August 22, 2011 David Stuart To Present Fifth Kislak Lecture on September 16
Press Contact: Eric Allen (202) 707-7302
Public Contact: Catalina Gomez (202) 707-5404
Art historian and archaeologist David Stuart, the foremost expert on Mayan hieroglyphs, will deliver the fifth Jay I. Kislak Lecture titled “Deciphering the Art of the Ancient Maya and the Year 2012” at 7 p.m. on Friday, Sept. 16 in the Coolidge Auditorium on the ground floor of the Thomas Jefferson Building, 10 First Street, S.E., Washington, D.C.
Sponsored by the Library’s John W. Kluge Center, the Hispanic Division and the Rare Books and Special Collections Division, the lecture is free and open to the public. No tickets or reservations are required.
In his lecture, Stuart will explore the Maya’s prediction of “the end of the world in 2012” and discuss his most recent book on that subject: “The Order of Days: The Maya World and the Truth about 2012.”
Stuart received a MacArthur Fellowship in 1989 for his work on Mayan writing. He holds the Linda and David Schele Professor of Mesoamerican Art and Writing at the University of Texas in Austin and is also the director of the university’s multi-disciplinary Mesoamerican Center. He has conducted major excavation projects in Mexico and Central America. His book “Ten Phonetic Syllables” (1987) became the basis for the deciphering of Mayan hieroglyphs. Among his other works, he published a volume in 2003 in the Peabody Museum’s series titled “Corpus of Maya Hieroglyphic Inscriptions.”

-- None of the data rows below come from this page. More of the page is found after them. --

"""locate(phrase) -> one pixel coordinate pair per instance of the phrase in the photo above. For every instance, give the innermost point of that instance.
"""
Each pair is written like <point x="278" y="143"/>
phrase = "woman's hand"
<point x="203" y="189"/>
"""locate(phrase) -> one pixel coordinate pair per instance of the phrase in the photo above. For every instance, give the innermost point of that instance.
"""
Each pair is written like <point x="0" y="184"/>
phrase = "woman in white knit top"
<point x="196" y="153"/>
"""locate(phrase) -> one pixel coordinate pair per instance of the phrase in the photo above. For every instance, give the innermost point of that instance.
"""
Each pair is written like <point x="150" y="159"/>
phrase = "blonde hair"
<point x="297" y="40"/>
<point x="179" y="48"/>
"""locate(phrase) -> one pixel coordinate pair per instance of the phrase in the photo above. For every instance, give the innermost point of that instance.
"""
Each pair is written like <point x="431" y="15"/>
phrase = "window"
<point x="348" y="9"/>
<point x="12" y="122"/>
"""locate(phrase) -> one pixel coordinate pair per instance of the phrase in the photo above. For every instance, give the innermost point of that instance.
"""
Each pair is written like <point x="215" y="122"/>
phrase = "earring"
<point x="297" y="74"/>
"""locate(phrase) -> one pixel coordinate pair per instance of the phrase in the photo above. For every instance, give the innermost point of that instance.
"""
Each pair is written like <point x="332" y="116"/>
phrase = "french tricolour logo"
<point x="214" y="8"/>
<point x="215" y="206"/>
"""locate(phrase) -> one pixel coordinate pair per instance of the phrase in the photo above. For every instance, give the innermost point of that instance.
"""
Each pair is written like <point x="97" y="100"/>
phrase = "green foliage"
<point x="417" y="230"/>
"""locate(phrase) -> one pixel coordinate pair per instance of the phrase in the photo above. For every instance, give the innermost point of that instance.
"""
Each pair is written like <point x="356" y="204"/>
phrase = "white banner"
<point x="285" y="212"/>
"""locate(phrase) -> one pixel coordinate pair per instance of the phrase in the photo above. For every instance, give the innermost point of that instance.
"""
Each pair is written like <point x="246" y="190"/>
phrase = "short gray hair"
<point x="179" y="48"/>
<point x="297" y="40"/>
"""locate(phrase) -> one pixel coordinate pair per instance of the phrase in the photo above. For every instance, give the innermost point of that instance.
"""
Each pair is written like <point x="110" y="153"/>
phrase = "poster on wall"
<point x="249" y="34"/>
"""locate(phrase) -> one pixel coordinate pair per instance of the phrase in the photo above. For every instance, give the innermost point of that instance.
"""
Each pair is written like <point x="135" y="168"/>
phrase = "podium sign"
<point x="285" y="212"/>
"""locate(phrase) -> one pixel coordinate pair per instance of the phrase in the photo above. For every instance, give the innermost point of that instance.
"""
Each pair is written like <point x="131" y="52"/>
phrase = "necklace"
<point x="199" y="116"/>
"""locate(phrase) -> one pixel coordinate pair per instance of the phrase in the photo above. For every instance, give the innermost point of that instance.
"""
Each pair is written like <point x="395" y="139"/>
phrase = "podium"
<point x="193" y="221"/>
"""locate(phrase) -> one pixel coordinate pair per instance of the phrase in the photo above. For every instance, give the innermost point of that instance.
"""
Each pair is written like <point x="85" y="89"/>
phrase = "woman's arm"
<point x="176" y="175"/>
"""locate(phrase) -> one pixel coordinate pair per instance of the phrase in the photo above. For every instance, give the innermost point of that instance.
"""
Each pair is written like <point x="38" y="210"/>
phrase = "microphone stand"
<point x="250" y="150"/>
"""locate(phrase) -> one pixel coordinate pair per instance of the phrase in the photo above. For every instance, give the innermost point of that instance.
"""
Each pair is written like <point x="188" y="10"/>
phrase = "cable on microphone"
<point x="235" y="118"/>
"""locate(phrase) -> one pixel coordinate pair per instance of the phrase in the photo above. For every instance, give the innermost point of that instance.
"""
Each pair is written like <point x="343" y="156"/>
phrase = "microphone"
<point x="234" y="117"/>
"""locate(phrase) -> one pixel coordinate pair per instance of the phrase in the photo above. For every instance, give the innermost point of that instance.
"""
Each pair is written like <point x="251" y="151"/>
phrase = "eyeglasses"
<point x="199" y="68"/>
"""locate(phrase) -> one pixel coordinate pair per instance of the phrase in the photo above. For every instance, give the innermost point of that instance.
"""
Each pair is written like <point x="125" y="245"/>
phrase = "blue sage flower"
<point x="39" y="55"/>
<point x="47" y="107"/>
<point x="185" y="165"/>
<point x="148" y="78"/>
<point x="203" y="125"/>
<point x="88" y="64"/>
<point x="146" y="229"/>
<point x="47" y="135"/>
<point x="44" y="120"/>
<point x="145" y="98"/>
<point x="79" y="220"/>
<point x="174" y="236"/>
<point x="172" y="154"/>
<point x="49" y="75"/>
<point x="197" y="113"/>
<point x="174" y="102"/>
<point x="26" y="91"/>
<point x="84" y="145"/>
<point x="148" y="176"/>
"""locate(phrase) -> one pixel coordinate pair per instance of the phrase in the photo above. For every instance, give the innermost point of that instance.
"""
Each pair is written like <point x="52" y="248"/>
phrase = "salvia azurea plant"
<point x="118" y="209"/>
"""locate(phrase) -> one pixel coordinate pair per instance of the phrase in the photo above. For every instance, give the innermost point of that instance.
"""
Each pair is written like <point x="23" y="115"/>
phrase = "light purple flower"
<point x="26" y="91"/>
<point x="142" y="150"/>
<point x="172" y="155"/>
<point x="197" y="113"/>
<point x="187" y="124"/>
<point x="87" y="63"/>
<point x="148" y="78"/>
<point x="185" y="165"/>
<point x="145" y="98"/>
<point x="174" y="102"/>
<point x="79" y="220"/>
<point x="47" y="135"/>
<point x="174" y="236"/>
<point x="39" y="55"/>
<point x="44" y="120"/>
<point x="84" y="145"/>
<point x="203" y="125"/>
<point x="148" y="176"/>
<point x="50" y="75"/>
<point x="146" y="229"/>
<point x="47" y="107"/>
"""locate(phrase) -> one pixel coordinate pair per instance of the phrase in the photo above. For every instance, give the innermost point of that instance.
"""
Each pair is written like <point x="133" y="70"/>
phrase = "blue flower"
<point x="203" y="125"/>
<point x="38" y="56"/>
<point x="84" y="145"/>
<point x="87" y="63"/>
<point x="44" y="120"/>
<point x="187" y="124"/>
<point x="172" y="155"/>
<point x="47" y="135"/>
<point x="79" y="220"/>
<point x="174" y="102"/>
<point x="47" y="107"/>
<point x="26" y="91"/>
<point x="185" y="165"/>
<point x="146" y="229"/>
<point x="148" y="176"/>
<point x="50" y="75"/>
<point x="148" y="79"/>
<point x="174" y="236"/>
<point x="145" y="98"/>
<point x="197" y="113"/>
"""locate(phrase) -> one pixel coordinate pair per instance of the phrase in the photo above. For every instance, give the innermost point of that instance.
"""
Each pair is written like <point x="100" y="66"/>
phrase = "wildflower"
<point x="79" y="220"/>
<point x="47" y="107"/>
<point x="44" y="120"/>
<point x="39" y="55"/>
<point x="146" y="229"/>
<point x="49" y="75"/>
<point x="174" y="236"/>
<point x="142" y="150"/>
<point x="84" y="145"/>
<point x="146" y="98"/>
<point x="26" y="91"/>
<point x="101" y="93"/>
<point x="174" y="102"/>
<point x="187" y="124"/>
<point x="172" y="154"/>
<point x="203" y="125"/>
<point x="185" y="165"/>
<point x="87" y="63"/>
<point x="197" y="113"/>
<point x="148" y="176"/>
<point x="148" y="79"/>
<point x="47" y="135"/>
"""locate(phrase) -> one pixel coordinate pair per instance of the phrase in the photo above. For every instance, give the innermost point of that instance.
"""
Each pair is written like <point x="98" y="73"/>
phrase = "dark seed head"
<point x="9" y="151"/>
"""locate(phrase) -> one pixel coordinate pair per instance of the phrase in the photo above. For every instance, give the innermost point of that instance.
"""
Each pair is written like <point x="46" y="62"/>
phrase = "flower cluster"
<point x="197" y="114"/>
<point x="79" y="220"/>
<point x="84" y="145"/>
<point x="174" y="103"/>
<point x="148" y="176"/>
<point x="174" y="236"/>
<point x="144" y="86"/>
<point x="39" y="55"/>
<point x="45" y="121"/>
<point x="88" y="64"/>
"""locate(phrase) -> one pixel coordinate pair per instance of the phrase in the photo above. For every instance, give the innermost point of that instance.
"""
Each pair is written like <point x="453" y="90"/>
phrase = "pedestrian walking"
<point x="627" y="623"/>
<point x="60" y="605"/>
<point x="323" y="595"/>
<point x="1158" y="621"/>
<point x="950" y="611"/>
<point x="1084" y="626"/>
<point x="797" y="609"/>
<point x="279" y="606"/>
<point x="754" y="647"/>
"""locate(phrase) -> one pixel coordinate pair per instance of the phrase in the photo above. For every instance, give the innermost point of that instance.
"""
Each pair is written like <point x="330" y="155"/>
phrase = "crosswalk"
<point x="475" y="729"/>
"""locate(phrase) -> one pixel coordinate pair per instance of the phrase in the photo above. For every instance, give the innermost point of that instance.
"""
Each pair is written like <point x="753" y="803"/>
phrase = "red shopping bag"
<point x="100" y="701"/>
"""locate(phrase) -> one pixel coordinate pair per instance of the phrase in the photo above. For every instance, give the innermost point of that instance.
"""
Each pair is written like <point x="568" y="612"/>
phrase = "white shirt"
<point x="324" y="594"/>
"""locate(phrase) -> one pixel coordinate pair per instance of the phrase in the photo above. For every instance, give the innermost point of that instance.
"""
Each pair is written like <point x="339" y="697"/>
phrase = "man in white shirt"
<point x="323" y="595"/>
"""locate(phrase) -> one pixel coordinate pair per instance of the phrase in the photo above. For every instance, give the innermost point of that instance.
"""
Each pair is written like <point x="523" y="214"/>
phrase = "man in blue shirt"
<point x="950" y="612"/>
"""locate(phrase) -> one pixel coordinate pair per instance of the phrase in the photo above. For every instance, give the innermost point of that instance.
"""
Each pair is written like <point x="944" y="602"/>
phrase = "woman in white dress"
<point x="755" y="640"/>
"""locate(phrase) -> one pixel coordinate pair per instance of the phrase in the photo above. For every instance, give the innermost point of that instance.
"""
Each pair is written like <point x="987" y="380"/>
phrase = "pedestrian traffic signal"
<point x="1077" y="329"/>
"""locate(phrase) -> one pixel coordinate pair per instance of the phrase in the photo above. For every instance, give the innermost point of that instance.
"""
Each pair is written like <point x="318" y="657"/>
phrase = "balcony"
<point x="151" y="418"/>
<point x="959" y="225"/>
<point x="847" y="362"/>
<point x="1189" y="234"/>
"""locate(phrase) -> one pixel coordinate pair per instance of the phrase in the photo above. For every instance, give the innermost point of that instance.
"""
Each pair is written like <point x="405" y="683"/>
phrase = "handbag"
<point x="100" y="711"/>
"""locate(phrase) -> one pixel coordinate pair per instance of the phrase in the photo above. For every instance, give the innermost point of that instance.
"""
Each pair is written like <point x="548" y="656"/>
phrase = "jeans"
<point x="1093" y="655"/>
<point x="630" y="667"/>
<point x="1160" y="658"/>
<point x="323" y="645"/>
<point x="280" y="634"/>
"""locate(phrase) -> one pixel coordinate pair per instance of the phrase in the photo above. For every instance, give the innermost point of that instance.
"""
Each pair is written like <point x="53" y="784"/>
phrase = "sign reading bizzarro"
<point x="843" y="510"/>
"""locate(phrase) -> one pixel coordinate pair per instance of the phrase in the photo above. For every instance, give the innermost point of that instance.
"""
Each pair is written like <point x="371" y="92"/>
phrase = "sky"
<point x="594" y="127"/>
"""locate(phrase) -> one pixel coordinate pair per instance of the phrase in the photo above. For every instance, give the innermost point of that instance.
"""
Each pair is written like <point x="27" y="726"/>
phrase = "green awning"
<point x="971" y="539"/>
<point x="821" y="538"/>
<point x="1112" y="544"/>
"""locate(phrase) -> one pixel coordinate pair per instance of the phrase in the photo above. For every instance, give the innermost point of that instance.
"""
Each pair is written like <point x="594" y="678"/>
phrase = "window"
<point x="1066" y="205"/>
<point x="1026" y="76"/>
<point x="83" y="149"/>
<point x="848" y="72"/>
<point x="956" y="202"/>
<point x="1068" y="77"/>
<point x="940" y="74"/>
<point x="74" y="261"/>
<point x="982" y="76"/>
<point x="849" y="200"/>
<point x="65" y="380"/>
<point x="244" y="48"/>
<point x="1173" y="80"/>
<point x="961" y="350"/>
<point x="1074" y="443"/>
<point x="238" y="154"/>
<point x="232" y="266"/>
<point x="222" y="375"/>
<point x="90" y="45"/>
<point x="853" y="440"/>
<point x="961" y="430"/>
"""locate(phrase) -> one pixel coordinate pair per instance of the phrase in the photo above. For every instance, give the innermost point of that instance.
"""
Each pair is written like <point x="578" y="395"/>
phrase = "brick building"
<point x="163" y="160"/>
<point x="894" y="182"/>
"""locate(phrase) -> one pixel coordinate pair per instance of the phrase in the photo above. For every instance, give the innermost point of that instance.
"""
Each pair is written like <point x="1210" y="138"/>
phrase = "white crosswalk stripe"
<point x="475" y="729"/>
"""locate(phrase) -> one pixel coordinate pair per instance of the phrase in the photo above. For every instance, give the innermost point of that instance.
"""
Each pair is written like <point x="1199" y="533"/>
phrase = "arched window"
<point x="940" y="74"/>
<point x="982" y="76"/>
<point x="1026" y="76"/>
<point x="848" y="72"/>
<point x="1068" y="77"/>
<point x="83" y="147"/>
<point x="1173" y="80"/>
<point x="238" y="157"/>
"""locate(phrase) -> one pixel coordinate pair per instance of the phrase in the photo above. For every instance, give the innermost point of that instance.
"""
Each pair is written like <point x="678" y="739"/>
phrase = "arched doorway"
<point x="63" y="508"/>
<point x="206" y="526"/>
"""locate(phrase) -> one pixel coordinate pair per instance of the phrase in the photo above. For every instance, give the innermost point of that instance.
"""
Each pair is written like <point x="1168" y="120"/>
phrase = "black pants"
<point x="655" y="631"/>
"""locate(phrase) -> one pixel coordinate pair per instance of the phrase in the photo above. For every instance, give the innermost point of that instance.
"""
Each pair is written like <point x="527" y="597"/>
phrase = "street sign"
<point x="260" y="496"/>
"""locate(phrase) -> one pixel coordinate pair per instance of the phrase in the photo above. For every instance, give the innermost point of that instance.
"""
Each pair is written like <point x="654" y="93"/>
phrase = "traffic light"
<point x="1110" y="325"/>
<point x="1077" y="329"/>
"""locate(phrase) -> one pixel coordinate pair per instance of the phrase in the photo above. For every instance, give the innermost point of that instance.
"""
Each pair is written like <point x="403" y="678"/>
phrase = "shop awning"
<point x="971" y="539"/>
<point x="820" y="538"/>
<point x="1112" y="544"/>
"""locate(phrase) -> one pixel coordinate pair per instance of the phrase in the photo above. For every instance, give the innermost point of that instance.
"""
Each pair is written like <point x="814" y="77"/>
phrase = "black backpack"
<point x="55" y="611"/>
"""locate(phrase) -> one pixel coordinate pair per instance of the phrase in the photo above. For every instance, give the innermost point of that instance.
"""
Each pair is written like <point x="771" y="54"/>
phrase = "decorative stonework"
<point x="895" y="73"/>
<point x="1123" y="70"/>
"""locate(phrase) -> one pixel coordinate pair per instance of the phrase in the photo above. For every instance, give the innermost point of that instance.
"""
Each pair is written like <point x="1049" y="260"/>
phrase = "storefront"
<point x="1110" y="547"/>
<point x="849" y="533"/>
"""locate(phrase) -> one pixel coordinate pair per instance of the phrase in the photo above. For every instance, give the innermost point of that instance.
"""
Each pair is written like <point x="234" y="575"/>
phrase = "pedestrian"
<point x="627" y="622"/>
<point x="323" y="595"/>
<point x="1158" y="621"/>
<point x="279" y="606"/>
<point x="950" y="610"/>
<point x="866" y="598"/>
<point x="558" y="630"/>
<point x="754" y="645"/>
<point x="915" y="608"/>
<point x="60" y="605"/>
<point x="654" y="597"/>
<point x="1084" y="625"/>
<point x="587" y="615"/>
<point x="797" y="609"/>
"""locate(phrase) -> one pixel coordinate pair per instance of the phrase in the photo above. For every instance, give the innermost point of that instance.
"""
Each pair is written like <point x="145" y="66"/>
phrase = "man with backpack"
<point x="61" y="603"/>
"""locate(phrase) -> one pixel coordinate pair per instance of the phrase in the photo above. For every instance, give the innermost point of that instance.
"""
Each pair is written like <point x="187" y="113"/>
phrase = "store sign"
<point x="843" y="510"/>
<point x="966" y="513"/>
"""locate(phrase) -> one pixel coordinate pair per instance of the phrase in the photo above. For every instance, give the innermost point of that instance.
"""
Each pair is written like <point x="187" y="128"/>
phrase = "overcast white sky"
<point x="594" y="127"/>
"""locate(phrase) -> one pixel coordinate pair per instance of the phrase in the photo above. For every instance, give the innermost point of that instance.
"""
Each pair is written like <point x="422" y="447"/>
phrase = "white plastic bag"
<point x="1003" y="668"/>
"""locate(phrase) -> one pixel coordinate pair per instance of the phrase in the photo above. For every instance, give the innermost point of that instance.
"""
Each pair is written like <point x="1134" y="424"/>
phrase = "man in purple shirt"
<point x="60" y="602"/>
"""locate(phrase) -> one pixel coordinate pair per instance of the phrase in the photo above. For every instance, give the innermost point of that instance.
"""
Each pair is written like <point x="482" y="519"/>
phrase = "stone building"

The fifth Kislak lecture is a component of the Kislak American Studies Program established at the Library of Congress in 2004 by the Jay I. Kislak Foundation. Previous lecturers were Jared Diamond, Felipe Fernandez-Armesto, Michael Coe and Jonathan Spence.
In addition to lecture series, the Kislak gift includes an important collection of books, manuscripts, historical documents, maps, and art of the Americas. A permanent rotating exhibition of materials from the Kislak Collection, “Exploring the Early Americas,” opened in December 2007; it can found at myLOC.gov/Exhibitions/EarlyAmericas/. The Kislak gift also provides for fellowships to study its materials.
Founded in 1800, the Library of Congress is the nation’s oldest federal cultural institution. The Library seeks to spark imagination and creativity and to further human understanding and wisdom by providing access to knowledge through its magnificent collections, programs and exhibitions. Many of the Library’s rich resources can be accessed through its website at www.loc.gov and via interactive exhibitions on a personalized website at myLOC.gov.